Knight was at CenturyLink Field the day running back Marshawn Lynch shook the ground -- literally -- during his epic tackle-defying 67-yard touchdown run against the Saints in an NFC wild-card game in 2011.
(With a laugh, Knight said he left the stadium a few minutes before Lynch's moment to catch the start of the Jets-Colts playoff game that same day.)
But he's seen plenty of big plays since then. And that's why Knight, 45, can't help but be nervous about the Jets' chances Sunday.
The native of Maplewood, N.J., a longtime Jets season-ticket holder before relocating to the Seattle area six years ago, said fans in the tri-state area "have no clue" how loud the stadium gets.
"There's times I've gone home with headaches because of the noise level," said Knight, a graphic designer whose fiancee is a merchandise manager at the Seahawks Pro Shop downtown. "I go to AC/DC concerts, KISS concerts -- nothing. I go to CenturyLink, I come home with a headache. The noise level [at MetLife Stadium] is nothing compared to what they do here. They're not going to be able to hear Sanchez in the huddle."
The crowd noise has reached 112 decibels, almost as loud as a Boeing 747 (130 decibels), according to the team's website. And the "12th man" has been known to move the earth. At the same moment the stadium erupted on Lynch's monster touchdown run against the Saints, the Pacific Northwest Seismic Network registered a blip on the seismograph.
It's no surprise that the Giants were flagged for 11 false-start penalties in their 2005 road game against the Seahawks.
Jets tight end Dustin Keller vividly recalled the hostility that greeted them on Dec. 21, 2008, the last time the Jets ventured into Seattle. "I remember it was cold," Keller said of that 13-3 loss. "We were getting hit by snowballs. It was a crazy day."
Snow won't be an issue this time around. But expect fans -- and the Seahawks' noted "Blue Thunder" drum line -- to try to confuse the Jets' offense.
"Our fans are incredibly cranked up every time we go," said Seattle's Pete Carroll, who was fired as head coach of the Jets after one season (1994).
" . . . They just won't back off and they won't sit down."
The fans have been the fabric of the Seahawks' organization since its inception in 1976. In 1984, former Seahawks president and general manager Mike McCormack retired the No. 12. In 2003, the tradition of hoisting the "12th MAN" flag was born -- a ritual that's carried out before kickoff of every home game by a former Seahawks great, local celebrity or sports personality.
The No. 12 also is placed on the inside collar of every Seahawks jersey.
"The fans are a major part of what they do," said Knight, who lives in Issaquah, Wash., a small town just outside of Seattle.
Jets safety LaRon Landry, however, refused to make a big deal of CenturyLink Field's animated atmosphere. "I don't buy into the crowd. Never happens," he said.

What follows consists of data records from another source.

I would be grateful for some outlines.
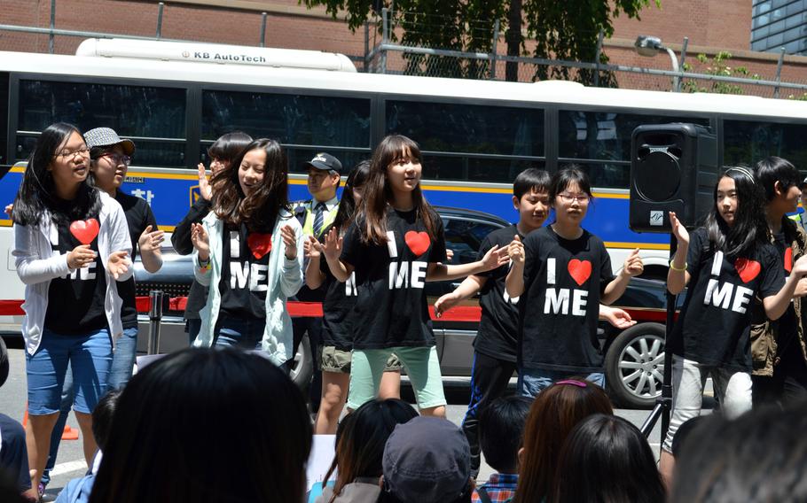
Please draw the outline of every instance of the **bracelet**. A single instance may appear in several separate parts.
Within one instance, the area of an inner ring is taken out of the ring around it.
[[[686,270],[686,262],[684,262],[684,267],[681,267],[680,269],[676,267],[673,265],[673,262],[675,262],[675,259],[673,259],[672,260],[670,261],[670,268],[672,269],[673,271],[678,271],[679,273],[683,273],[684,271]]]

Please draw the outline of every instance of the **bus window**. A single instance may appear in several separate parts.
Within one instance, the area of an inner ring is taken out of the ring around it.
[[[8,73],[0,72],[0,166],[10,166],[5,149],[8,146]],[[5,169],[0,171],[4,174]]]
[[[807,170],[807,126],[752,120],[723,121],[723,164],[754,165],[768,156]]]
[[[17,160],[27,158],[38,133],[54,122],[82,131],[112,128],[132,138],[136,166],[184,166],[184,89],[20,81]]]
[[[356,155],[330,151],[346,166],[370,157],[370,100],[339,97],[207,90],[202,93],[201,139],[205,148],[224,133],[243,131],[254,138],[274,138],[289,148],[292,171],[302,171],[291,158],[310,160],[329,146],[353,147]],[[309,146],[297,152],[296,146]],[[303,151],[305,153],[303,153]],[[351,157],[352,156],[352,157]]]
[[[541,109],[389,100],[386,110],[387,134],[426,151],[544,156]]]
[[[637,126],[668,122],[709,126],[705,118],[572,110],[560,111],[558,120],[560,164],[582,164],[592,185],[615,189],[628,188],[631,136]]]

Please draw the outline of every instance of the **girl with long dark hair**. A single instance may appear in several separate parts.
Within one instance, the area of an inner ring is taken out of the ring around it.
[[[348,406],[372,399],[392,352],[406,368],[421,414],[443,416],[445,396],[435,347],[426,281],[488,271],[506,261],[493,247],[482,260],[446,266],[443,223],[420,190],[418,144],[398,135],[372,154],[356,221],[344,238],[332,229],[324,253],[331,272],[346,282],[356,272],[358,297]]]
[[[339,209],[332,226],[339,236],[345,231],[356,217],[362,201],[362,190],[370,174],[370,161],[362,161],[348,174]],[[325,236],[329,228],[323,232]],[[356,275],[345,282],[336,281],[327,262],[321,259],[322,244],[314,236],[305,242],[305,254],[309,259],[305,282],[315,290],[324,286],[325,300],[322,303],[322,399],[314,423],[315,435],[333,435],[336,431],[339,416],[348,398],[350,381],[351,350],[353,349],[353,326],[349,316],[358,293]],[[381,399],[400,398],[401,364],[395,355],[390,357],[381,377],[379,396]]]
[[[131,277],[131,240],[121,205],[90,186],[89,174],[81,132],[52,124],[36,141],[12,211],[17,275],[26,284],[26,437],[34,487],[48,459],[68,363],[89,466],[97,448],[90,414],[123,332],[117,282]]]
[[[701,414],[703,385],[711,375],[723,414],[751,408],[750,315],[754,298],[779,319],[790,305],[807,259],[793,264],[787,281],[781,259],[768,241],[763,190],[750,169],[734,166],[719,177],[715,205],[692,235],[670,213],[678,250],[667,288],[689,285],[667,351],[672,352],[672,416],[662,445],[660,470],[670,480],[672,438],[678,426]]]
[[[191,231],[196,279],[211,287],[194,346],[262,348],[276,365],[292,359],[286,301],[302,285],[302,232],[287,175],[280,144],[262,138],[213,177],[212,211]]]

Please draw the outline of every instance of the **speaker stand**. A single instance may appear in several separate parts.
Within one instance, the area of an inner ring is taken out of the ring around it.
[[[678,249],[678,241],[672,233],[670,234],[670,259],[675,257]],[[650,437],[650,432],[662,418],[662,433],[660,444],[664,443],[667,437],[667,429],[670,428],[670,413],[672,410],[672,353],[667,349],[667,341],[672,333],[672,323],[675,321],[676,298],[678,296],[667,290],[667,326],[664,330],[664,375],[662,383],[662,396],[656,399],[655,406],[650,412],[650,415],[642,423],[641,432],[645,438]]]

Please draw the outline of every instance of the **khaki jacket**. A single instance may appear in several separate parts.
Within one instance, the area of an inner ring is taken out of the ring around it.
[[[785,217],[782,219],[782,231],[785,241],[793,249],[793,262],[807,254],[807,232],[796,222]],[[773,236],[771,236],[772,242]],[[804,340],[804,323],[807,321],[807,303],[802,298],[793,299],[795,310],[795,334],[780,333],[779,321],[772,321],[765,317],[762,302],[757,298],[751,308],[751,360],[754,362],[754,375],[773,375],[773,367],[779,363],[780,344],[785,344],[790,337],[798,337],[798,347],[802,357],[807,360],[807,343]]]

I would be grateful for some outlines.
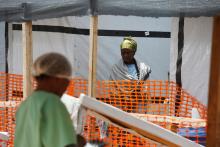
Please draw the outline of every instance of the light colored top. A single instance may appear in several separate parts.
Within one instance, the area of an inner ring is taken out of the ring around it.
[[[128,73],[136,80],[138,80],[137,70],[135,64],[127,64]]]
[[[122,59],[120,59],[119,62],[112,67],[109,79],[110,80],[147,80],[149,74],[151,73],[150,66],[146,65],[143,62],[136,61],[136,63],[140,74],[138,79],[136,79],[129,73],[128,66],[123,62]]]
[[[59,96],[35,91],[16,112],[14,147],[65,147],[76,144],[70,115]]]

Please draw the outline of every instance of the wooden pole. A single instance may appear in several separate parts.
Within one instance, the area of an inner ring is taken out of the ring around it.
[[[31,67],[33,64],[32,21],[22,23],[23,39],[23,98],[32,92]]]
[[[207,146],[220,146],[220,16],[214,17],[213,25]]]
[[[89,80],[88,95],[96,95],[96,60],[97,60],[97,36],[98,36],[98,16],[90,18],[90,49],[89,49]]]

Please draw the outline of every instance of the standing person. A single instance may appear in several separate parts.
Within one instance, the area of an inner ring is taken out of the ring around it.
[[[44,54],[34,62],[37,87],[16,112],[15,147],[77,146],[70,115],[60,101],[71,74],[71,64],[58,53]]]
[[[147,80],[151,73],[150,66],[134,58],[137,42],[125,37],[120,47],[122,58],[112,67],[110,80]]]
[[[150,66],[135,59],[137,42],[125,37],[121,45],[121,59],[113,65],[110,80],[115,81],[111,97],[117,99],[116,107],[127,112],[146,113],[147,91],[143,81],[149,78]]]

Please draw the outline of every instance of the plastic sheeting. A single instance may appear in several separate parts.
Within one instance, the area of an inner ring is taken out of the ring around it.
[[[133,23],[135,22],[135,24]],[[38,25],[89,28],[89,17],[64,17],[33,22]],[[165,31],[170,32],[170,18],[144,18],[123,16],[100,16],[99,29]],[[10,28],[9,73],[22,74],[21,31]],[[135,57],[148,64],[152,73],[150,79],[167,80],[169,71],[170,38],[135,37]],[[97,79],[108,80],[111,66],[121,58],[121,36],[99,36],[97,55]],[[73,76],[87,79],[89,65],[89,36],[57,32],[33,31],[33,59],[55,51],[64,54],[73,65]]]
[[[0,0],[0,20],[25,21],[62,16],[212,16],[219,0]]]
[[[0,71],[5,71],[5,22],[0,22]]]
[[[178,23],[172,21],[170,79],[176,80],[176,61],[178,58]],[[210,72],[210,53],[212,39],[211,17],[185,18],[184,47],[182,53],[182,88],[207,105]]]

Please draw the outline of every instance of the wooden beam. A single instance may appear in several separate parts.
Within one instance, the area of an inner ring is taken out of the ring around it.
[[[96,60],[97,60],[97,36],[98,16],[90,18],[90,48],[89,48],[89,80],[88,95],[95,97],[96,94]]]
[[[220,146],[220,16],[214,17],[213,25],[207,146]]]
[[[23,98],[25,99],[32,92],[31,68],[33,64],[32,47],[32,22],[22,23],[23,40]]]

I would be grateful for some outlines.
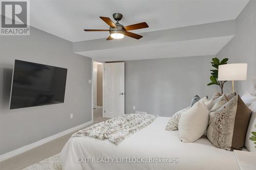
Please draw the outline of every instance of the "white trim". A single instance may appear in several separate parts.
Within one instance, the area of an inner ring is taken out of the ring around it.
[[[43,144],[49,142],[59,137],[68,134],[69,133],[77,131],[80,129],[81,129],[86,126],[87,126],[91,124],[92,123],[93,123],[92,120],[89,121],[84,124],[76,126],[75,127],[70,128],[69,129],[66,130],[65,131],[58,133],[56,134],[47,137],[46,138],[38,140],[33,143],[28,144],[26,146],[18,148],[14,151],[0,155],[0,162],[3,161],[4,161],[5,160],[20,154],[24,152],[30,150],[33,148],[39,147]]]
[[[105,64],[102,65],[102,117],[105,117]]]
[[[93,60],[92,59],[92,72],[91,74],[91,85],[92,86],[92,89],[91,90],[91,93],[92,95],[92,121],[93,122]]]

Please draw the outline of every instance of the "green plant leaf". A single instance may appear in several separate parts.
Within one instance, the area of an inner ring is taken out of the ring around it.
[[[219,60],[218,58],[214,58],[212,60],[214,64],[216,64],[217,65],[220,65],[220,60]]]
[[[210,83],[207,84],[207,86],[210,86],[210,85],[214,85],[214,84],[216,84],[214,83],[214,82],[210,82]]]
[[[220,62],[220,65],[226,64],[227,63],[227,61],[228,61],[228,59],[227,58],[225,58],[221,60]]]
[[[215,84],[219,84],[219,83],[218,82],[216,78],[214,77],[214,76],[211,76],[210,77],[210,80]]]
[[[219,68],[219,65],[216,65],[216,64],[211,64],[211,66],[215,68]]]
[[[251,134],[256,137],[256,132],[251,132]]]
[[[249,138],[249,139],[252,141],[256,141],[256,137],[253,137],[252,136],[251,137]]]

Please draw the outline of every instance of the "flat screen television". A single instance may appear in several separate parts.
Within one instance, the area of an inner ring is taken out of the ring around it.
[[[15,60],[10,109],[64,103],[67,68]]]

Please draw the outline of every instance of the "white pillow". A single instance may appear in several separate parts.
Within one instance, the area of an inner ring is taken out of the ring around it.
[[[245,146],[249,151],[256,152],[256,148],[254,148],[256,144],[254,143],[256,141],[252,141],[249,139],[252,135],[251,132],[256,132],[256,127],[254,127],[256,125],[256,102],[253,102],[249,108],[251,109],[252,113],[245,137]]]
[[[204,104],[205,104],[205,105],[206,105],[207,107],[208,108],[208,110],[211,110],[211,109],[214,106],[214,101],[210,100],[208,101],[204,102]]]
[[[193,142],[205,133],[209,122],[207,101],[205,97],[201,99],[180,116],[179,134],[183,142]]]
[[[248,107],[250,106],[254,102],[256,102],[256,96],[251,94],[248,91],[243,95],[241,99]]]

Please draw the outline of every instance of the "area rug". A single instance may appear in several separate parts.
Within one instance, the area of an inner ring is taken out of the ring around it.
[[[35,163],[23,170],[61,170],[59,154]]]

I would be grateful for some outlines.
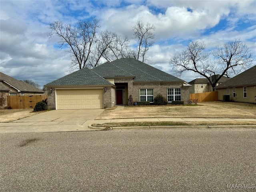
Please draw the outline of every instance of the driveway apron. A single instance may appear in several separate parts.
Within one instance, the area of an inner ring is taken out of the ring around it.
[[[104,109],[52,110],[0,124],[1,133],[92,130],[88,125]],[[104,121],[108,122],[110,120]]]

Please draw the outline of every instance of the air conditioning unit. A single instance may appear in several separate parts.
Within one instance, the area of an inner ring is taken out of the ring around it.
[[[230,101],[230,95],[224,95],[222,101],[223,102]]]

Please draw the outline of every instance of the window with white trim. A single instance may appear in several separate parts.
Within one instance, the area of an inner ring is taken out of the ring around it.
[[[181,89],[174,88],[167,89],[167,100],[168,102],[172,101],[181,101]]]
[[[154,102],[153,89],[141,89],[140,90],[140,101]]]
[[[247,97],[247,87],[244,87],[244,98]]]
[[[236,97],[236,88],[233,88],[233,97]]]
[[[227,95],[229,95],[229,88],[227,88]]]
[[[10,96],[15,96],[17,95],[17,93],[10,93],[9,95]]]

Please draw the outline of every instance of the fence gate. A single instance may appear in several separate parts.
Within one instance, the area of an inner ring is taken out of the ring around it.
[[[34,109],[38,102],[47,98],[46,95],[7,96],[8,109]]]
[[[190,99],[198,99],[198,102],[218,100],[218,91],[205,93],[192,93],[189,94]]]

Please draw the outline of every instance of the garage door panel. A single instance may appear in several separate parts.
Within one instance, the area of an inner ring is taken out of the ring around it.
[[[57,90],[57,109],[103,108],[102,89]]]

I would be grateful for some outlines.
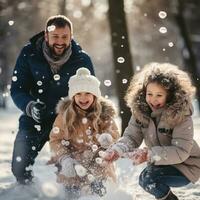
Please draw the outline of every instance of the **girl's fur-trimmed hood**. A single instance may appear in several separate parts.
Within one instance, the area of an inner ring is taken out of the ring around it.
[[[65,97],[64,99],[60,100],[57,104],[56,112],[64,113],[66,109],[69,107],[71,101],[72,100],[70,100],[68,97]],[[102,118],[110,118],[116,116],[116,109],[110,100],[100,97],[99,101],[102,106],[102,114],[101,114]]]
[[[191,84],[188,74],[179,70],[177,66],[169,63],[150,63],[141,72],[136,74],[128,88],[126,102],[132,110],[136,120],[143,125],[147,125],[151,110],[146,103],[145,91],[149,76],[164,77],[163,84],[173,85],[173,97],[167,102],[162,114],[162,120],[170,127],[182,122],[186,116],[192,114],[191,98],[195,93],[195,88]]]

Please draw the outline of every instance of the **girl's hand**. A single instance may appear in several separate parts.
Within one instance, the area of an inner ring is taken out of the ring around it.
[[[113,162],[119,158],[119,153],[115,150],[105,151],[103,159],[107,162]]]
[[[124,157],[128,157],[133,161],[134,165],[139,165],[143,162],[146,162],[148,160],[148,149],[135,149],[133,152],[128,152],[124,154]]]

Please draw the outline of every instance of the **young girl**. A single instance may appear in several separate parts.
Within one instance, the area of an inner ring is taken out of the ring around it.
[[[101,97],[99,80],[86,68],[77,70],[69,80],[69,99],[58,103],[58,116],[50,133],[57,181],[63,183],[69,199],[78,198],[84,186],[103,196],[102,181],[115,179],[113,165],[102,164],[102,154],[119,138],[113,120],[115,110]]]
[[[148,161],[140,186],[156,199],[177,200],[170,187],[200,177],[200,148],[193,140],[191,98],[195,88],[187,73],[169,63],[151,63],[133,76],[126,95],[132,117],[124,135],[106,151],[107,161],[131,152],[136,164]],[[146,148],[138,148],[142,142]]]

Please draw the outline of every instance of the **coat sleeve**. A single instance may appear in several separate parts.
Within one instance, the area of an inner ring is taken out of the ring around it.
[[[151,149],[151,161],[155,165],[173,165],[184,162],[193,147],[193,122],[188,117],[177,125],[172,133],[170,146],[155,146]]]
[[[35,100],[30,94],[33,77],[27,59],[28,55],[24,48],[17,59],[10,89],[11,97],[14,103],[24,113],[26,113],[27,104],[30,101]]]
[[[119,129],[117,127],[117,124],[114,120],[112,120],[112,124],[110,126],[110,134],[112,135],[113,141],[116,142],[120,135],[119,135]]]
[[[120,155],[138,148],[143,141],[141,126],[131,117],[123,136],[112,146]]]
[[[52,158],[55,162],[61,158],[63,155],[69,154],[67,148],[67,142],[64,138],[64,130],[62,125],[62,115],[58,115],[53,124],[53,128],[50,132],[50,150],[52,153]]]

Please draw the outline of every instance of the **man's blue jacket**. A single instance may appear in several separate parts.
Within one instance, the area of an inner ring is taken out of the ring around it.
[[[90,57],[74,40],[69,60],[57,74],[53,74],[42,52],[43,41],[44,32],[32,37],[22,49],[13,71],[11,97],[23,112],[19,119],[21,129],[35,129],[35,125],[39,125],[26,115],[26,106],[30,101],[40,100],[46,104],[48,114],[41,125],[49,129],[56,117],[55,107],[58,101],[68,95],[69,78],[80,67],[88,68],[94,75]]]

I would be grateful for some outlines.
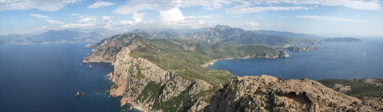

Landry's one and only playoff appearance was in Seattle when he was a rookie with the Redskins in 2007. Washington lost, 35-14, in that NFC wild-card game, but Landry wasn't about to give the fans any credit. "We kind of let it slip away," he said. "It wasn't anything they did."
Knight will be among the sea of blue-and-lime-green Seahawks supporters on Sunday, proudly wearing his green custom No. 67 Jets jersey. But he won't be alone. He helped organize a Saturday "pub crawl" and game-day tailgating for more than 100 Jets fans who flew in from the East Coast.
Knight has witnessed the "12th Man" effect countless times in person. But on this particular Sunday, he's hoping the Jets will be the first team to tame the raucous crowd in 2012 en route to a victory.
"The fans have this belief that they're invincible at CenturyLink," Knight said. "And maybe cocky is right where we want them."